The University Of Cambridge Says It Successfully Tested A Vaccine With An AI-Designed Antigen


The “super-antigen” could provide long-term protection against a wide range of diseases spread by humans.

Wherever you stand on the role of AI in the future of humanity, it has undeniably proved useful in the field of medical research. And now a team of researchers from the University of Cambridge have utilized the technology to create what they call a universal vaccine that could be used to prevent future pandemics before they take hold. It’s the first time that a vaccine with an active component designed entirely by a computer has been used in human trials, which reported no significant side effects.

The vaccine was given to 39 healthy volunteers between the ages of 18-50 at two UK medical facilities located in Southampton and Cambridge. It was designed to protect people against a number of Sarbeco coronaviruses, a group of viruses that include SARS-CoV-2, which was responsible for the global COVID pandemic in 2020.

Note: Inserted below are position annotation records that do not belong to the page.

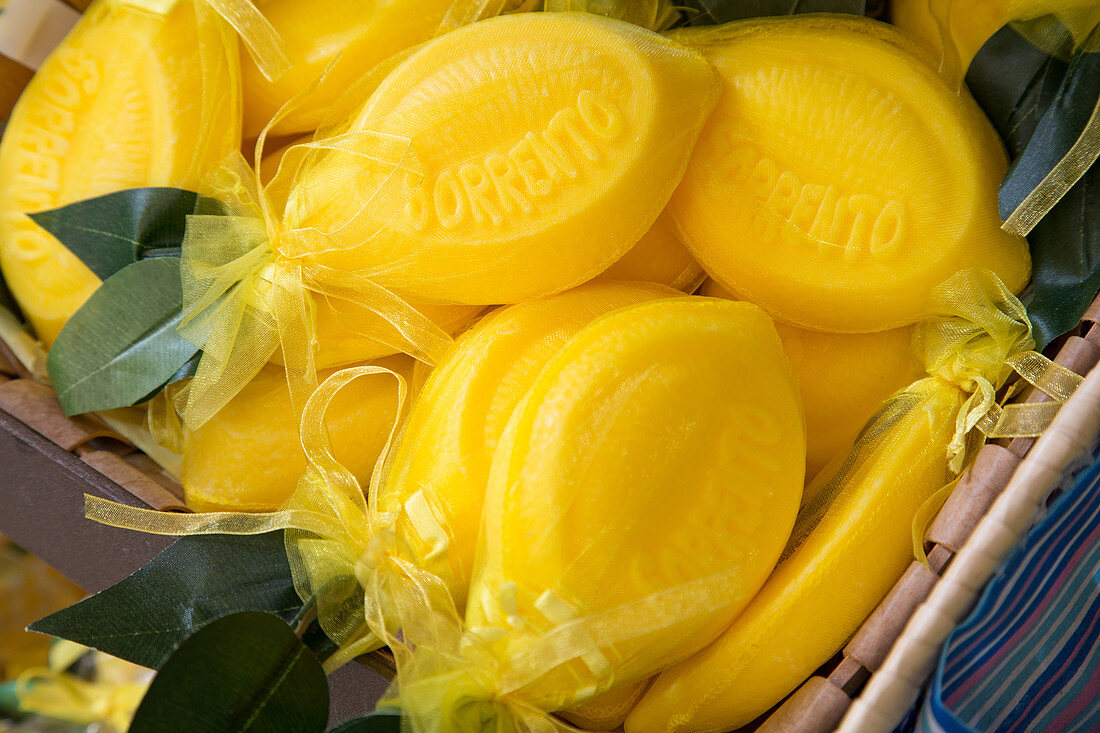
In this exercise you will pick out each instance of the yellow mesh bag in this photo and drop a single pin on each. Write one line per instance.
(839, 178)
(136, 95)
(449, 176)
(851, 540)
(586, 577)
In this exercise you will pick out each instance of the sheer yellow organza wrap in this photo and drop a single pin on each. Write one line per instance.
(975, 336)
(344, 556)
(331, 533)
(244, 298)
(853, 538)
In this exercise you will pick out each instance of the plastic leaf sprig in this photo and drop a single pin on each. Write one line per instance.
(839, 178)
(637, 500)
(89, 123)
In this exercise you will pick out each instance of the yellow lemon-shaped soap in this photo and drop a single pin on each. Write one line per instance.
(843, 379)
(130, 98)
(249, 457)
(659, 256)
(642, 490)
(343, 37)
(839, 178)
(816, 598)
(347, 332)
(443, 456)
(501, 161)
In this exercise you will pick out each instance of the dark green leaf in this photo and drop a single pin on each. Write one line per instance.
(244, 673)
(1057, 131)
(1040, 105)
(1066, 261)
(9, 701)
(382, 721)
(188, 370)
(193, 582)
(122, 345)
(112, 231)
(711, 12)
(1014, 81)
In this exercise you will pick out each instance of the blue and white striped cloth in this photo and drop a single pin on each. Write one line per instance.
(1027, 658)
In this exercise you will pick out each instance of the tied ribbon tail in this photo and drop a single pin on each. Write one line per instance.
(62, 697)
(1030, 419)
(266, 46)
(1057, 183)
(209, 523)
(296, 332)
(419, 336)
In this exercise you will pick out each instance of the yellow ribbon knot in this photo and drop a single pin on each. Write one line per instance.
(251, 288)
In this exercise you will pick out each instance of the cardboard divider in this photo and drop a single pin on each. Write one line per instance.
(13, 79)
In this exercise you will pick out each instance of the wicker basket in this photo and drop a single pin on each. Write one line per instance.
(50, 461)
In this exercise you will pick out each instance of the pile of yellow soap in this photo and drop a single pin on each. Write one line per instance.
(593, 484)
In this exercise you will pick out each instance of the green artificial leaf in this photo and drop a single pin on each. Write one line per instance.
(712, 12)
(112, 231)
(8, 301)
(1038, 105)
(189, 584)
(243, 673)
(122, 345)
(381, 721)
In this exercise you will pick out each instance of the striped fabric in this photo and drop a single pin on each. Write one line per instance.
(1027, 658)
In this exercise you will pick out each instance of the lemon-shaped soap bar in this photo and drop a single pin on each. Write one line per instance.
(818, 597)
(347, 332)
(130, 98)
(249, 457)
(355, 35)
(649, 479)
(502, 161)
(659, 256)
(843, 379)
(446, 450)
(839, 178)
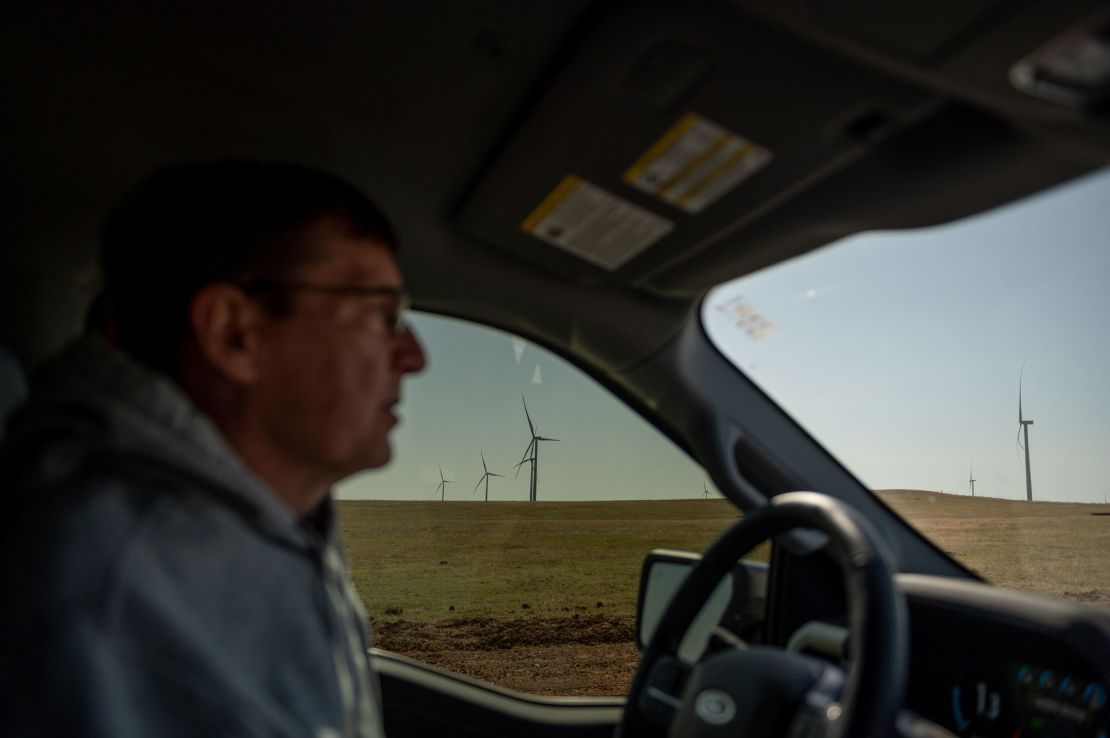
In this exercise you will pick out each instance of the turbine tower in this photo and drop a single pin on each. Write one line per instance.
(1023, 428)
(485, 477)
(534, 451)
(442, 486)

The groundbreaking antigen — the active ingredient in a vaccine — triggered a protective immune response in the volunteers against SARS-CoV-2 and SARS, as well as related bat viruses that could cause pandemics in the future. Because of the way the vaccine was developed, it will likely also provide protection against diseases that haven’t even emerged yet.

Unlike most vaccines, which are developed in reaction to an outbreak and struggle to keep up with virus mutations, this new “super-antigen” could provide an all-in-one solution to diseases like flu and Ebola that jump between humans.

“We’ve converted vaccine development from being reactive to being future proof. Our vaccines will continue to provide protection against viruses even as they mutate into new strains,” said Professor Jonathan Heeney from the Lab of Viral Zoonotics, University of Cambridge’s Department of Veterinary Medicine, which lead the research. “We’ve overcome the problem of traditional vaccines, which have limited protection. It means we can escape the constant cycle of chasing the virus variants circulating in humans and updating the vaccines to try to catch up, like a dog chasing its tail.”

To create it, the research team fed the AI model all available genetic sequence data for Sarbeco coronaviruses that had been logged around the world. They then used machine learning to design an antigen that contained features common with the whole group of viruses.

As the sample size was relatively small, the next phase of the trial will give the vaccine to a broader and more diverse number of participants and again assess its effectiveness.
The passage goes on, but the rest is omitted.